I read the game, but I read it for entertainment purposes instead of a how to manual

Posted

As was said (sung): "Women are wicked, when you are unwanted."

 

The key is don't take people seriously, especially women. Once you learn that the majority of people especially a large percentage of women (NOT ALL) are jokes then it won't be hard at all to loosen up. No alcohol or drugs needed.

 

Because behind all the makeup, behind all the expensive jewelry and gaudy attire, most women are still immature little girls. The same goes for men who flaunt these said women, with all their toys and status, they are still little boys.

Posted

Older, more traditional social advice might be to self-medicate by having a drink or more. Updated advice all the same lines would not be to self-medicate away social anxiety but medicate it with real medicine. It's not the same thing as it used to be. Psychiatrists don't prescribe tranquilizers any more--at least the good ones don't. If you really have a stirring feeling about social situations which keep you contained and steadily unwilling to ease up and just bounce with the little risks, there may be a chemical component to the feelings which could be treated by medicine without complications of addiction or dependence. There are meds for social anxiety which simply target whatever neurotransmitter gun one has in the head that pours out fight or light before a person actually risks any social exposure.

 

Seeing a psychiatrist and getting medication to help level the social playing field is not a weakness--it is a sign of strength that one is removing whatever impediments he or she has to social acclimation.
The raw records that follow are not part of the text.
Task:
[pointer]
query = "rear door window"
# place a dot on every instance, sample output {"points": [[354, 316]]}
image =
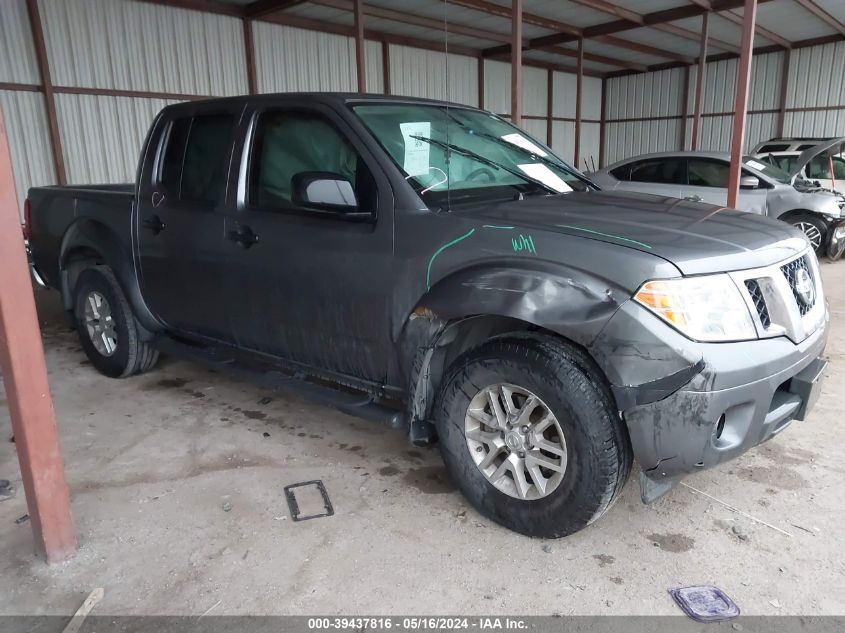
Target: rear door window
{"points": [[288, 143], [705, 172], [665, 171], [196, 157]]}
There used to be stigma when it was a matter of "depressing" the central nervous system with "pills" like Xanax or Valium (Martini in a pill). But there is no stigma with a medication that a person doesn't feel working on the central nervous system (because it works on a much smaller system within the brain so that the CNS doesn't' get involved in fight/flight or tranquilization of the symptoms). Just FYI. Good luck.

  • Author
Posted

I've been seeing a psychologist for two years now, probably still around time I started I still had anxiety in social situations, but now really don't have it. Now the problem seems to be more of I've never been in these social situations before and don't know what to do or how to act. My social life pretty much stopped when I was around 11 years old so I have missed out on a lot.

Posted
I've been seeing a psychologist for two years now, probably still around time I started I still had anxiety in social situations, but now really don't have it. Now the problem seems to be more of I've never been in these social situations before and don't know what to do or how to act. My social life pretty much stopped when I was around 11 years old so I have missed out on a lot.

 

Just for more information, a psychologist can not do what a psychiatrist can. A psychologist tries to help a person out-think his or her emotions. A psychiatrist realizes that there is a physiology which makes this particularly tough in a person and that feelings are often out of the bottle before the person can deal with them proportionately.

 

Some psychologists unfortunately become "purists"--they can come to defend their discipline, asserting that it is THE way, when indeed it is only A way.

 

The best modern approach is a psychologist who understands the physiology of mind and emotions and defers to psychiatric prescription when talk therapy seems to hit a ceiling. One can talk forever and not get the foothold on how to diminish intense feelings into livable proportions.

 

I speak of this because I have been through it and found both solution and sustainable clarity that does not cost me the huge swaths of time and frustration of going to a psychologist and just talking. Through medicine I've learned how to do what would have never occurred to me in a million years under my former chemical disproportion. Again, just information someone may benefit from.